Of course, even asymptotic quality might not be a sufficient criterion. Ideally one would want the following: that taking the data, performing some kind of sensible transformation on them (such as, scaling, rotating, resampling, mixing, whatever), compressing, uncompressing, performing another transformation, compressing, uncompressiong, performing yet another transformation, and so on, should in the end give a quality similar to that which would have been obtained by performing all transformations on the inital data, compressing and uncompressing only once. This means that, essentially, the compression method is such that the data can be reworked on the compressed format. In practice this is never true, except if compression is really lossless, and that is the best argument for preferring lossless compression formats: if you use a lossy compression format, and every day you rework some image, or remix some sound sample, you'll be losing quality each day when compressing and uncompressing. So even if at each step the quality loss is imperceptible to the eye, or ear, in the end it might be horrible. Alas, there is no real cure for this but to use lossless compression formats, or to bear the quality loss (and perform as few as possible uncompress-rework-recompress cycles, so as to minimize it). I suppose for video the pain must be borne to some extent (storing two hours of video at 25fps, resolution 720×576, say, requires 200GB of storage, which is now becoming acceptable, but it's still rather high). Still, one would want lossy compression formats to be at least relatively “well-behaved” in the respect of quality loss when doing multiple compressions. I'm not sure how far this can be achieved.

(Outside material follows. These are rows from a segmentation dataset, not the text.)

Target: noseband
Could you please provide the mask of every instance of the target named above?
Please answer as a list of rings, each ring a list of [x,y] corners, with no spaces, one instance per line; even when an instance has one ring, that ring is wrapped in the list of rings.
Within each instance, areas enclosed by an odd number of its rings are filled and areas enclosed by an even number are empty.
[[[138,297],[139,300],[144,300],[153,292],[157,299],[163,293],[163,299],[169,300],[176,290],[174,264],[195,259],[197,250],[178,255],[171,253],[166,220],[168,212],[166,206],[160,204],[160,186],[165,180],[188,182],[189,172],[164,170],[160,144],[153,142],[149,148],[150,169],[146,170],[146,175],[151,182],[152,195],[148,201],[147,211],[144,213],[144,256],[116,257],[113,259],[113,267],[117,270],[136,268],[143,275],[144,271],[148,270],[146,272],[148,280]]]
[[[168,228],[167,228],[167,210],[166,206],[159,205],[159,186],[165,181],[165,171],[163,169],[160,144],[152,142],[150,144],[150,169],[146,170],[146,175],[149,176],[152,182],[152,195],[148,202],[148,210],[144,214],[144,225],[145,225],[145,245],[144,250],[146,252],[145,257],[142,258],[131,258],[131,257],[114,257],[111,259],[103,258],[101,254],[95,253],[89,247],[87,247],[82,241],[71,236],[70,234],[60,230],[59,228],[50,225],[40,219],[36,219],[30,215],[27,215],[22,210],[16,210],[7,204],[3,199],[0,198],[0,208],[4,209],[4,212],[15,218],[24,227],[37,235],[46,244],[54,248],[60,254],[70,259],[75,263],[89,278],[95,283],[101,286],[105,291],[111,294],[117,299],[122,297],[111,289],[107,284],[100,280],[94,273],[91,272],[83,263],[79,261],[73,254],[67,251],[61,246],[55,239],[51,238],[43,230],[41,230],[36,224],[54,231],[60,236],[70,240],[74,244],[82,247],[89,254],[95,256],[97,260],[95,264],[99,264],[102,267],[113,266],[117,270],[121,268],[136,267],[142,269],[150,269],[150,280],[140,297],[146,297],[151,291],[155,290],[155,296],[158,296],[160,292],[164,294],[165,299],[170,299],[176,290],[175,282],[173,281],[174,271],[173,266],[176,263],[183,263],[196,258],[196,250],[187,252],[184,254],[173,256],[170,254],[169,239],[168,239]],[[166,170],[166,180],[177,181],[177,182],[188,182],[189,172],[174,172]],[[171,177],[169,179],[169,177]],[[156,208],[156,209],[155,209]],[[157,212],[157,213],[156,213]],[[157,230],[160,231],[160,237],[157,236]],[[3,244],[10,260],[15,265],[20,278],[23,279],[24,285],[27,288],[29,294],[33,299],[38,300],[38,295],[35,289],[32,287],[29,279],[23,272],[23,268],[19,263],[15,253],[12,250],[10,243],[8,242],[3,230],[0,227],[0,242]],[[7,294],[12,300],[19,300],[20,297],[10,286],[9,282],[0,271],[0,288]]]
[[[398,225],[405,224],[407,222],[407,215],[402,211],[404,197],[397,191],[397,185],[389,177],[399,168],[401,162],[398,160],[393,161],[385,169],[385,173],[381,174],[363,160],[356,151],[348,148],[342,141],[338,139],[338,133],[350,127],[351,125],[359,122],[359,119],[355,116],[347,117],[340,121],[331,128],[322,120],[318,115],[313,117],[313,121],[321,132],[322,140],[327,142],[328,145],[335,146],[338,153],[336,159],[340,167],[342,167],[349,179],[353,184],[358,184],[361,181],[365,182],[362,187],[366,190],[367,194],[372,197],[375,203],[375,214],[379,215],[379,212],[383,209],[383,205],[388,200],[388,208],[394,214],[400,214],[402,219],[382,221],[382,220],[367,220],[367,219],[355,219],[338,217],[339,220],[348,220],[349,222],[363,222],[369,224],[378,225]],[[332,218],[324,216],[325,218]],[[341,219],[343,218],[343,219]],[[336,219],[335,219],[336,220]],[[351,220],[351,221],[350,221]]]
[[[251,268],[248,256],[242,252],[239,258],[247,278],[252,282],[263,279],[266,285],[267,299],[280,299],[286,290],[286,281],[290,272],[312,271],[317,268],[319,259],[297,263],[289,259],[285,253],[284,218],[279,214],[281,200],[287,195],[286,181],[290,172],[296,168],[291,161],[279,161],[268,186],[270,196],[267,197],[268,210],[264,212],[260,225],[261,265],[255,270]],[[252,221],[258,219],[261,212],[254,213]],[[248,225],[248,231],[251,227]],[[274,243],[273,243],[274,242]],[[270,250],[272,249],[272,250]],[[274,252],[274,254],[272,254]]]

Another feasible direction would be to demand the possibility of reworking the data, to some extent, directly on their compressed representation. For example, in a compressed image, one might like to be able to crop or resize the image directly on the compressed representation. Also, if the compression format supports several “qualities”, one would typically want to be able to obtain a lower-quality (smaller) compression from a higher-quality one in a way that gives just as good a quality-versus-size tradeoff as had one proceeded from the initial (uncompressed) data: this is known as bit-peeling, and it is another eminently desirable property of a codec that it support bit-peeling. (To emphasize, this is not nearly as stringent a requirement as that which consists of asking that when the data are uncompressed and recompressed at a different quality, there be no further quality loss than that of the lower quality compression.) Unfortunately, I know of very few lossy compression formats that are bit-peelable: I have been told that JPEG2000 is such, and that Ogg Vorbis is in theory (though what is meant by that is dubious), but I don't know much more.

I think I'll stop here, otherwise I'll start ranting again against stupid patents on compression techniques. Incidentally, I should mention that Ogg (not Vorbis, mind) is now official as RFC 3533.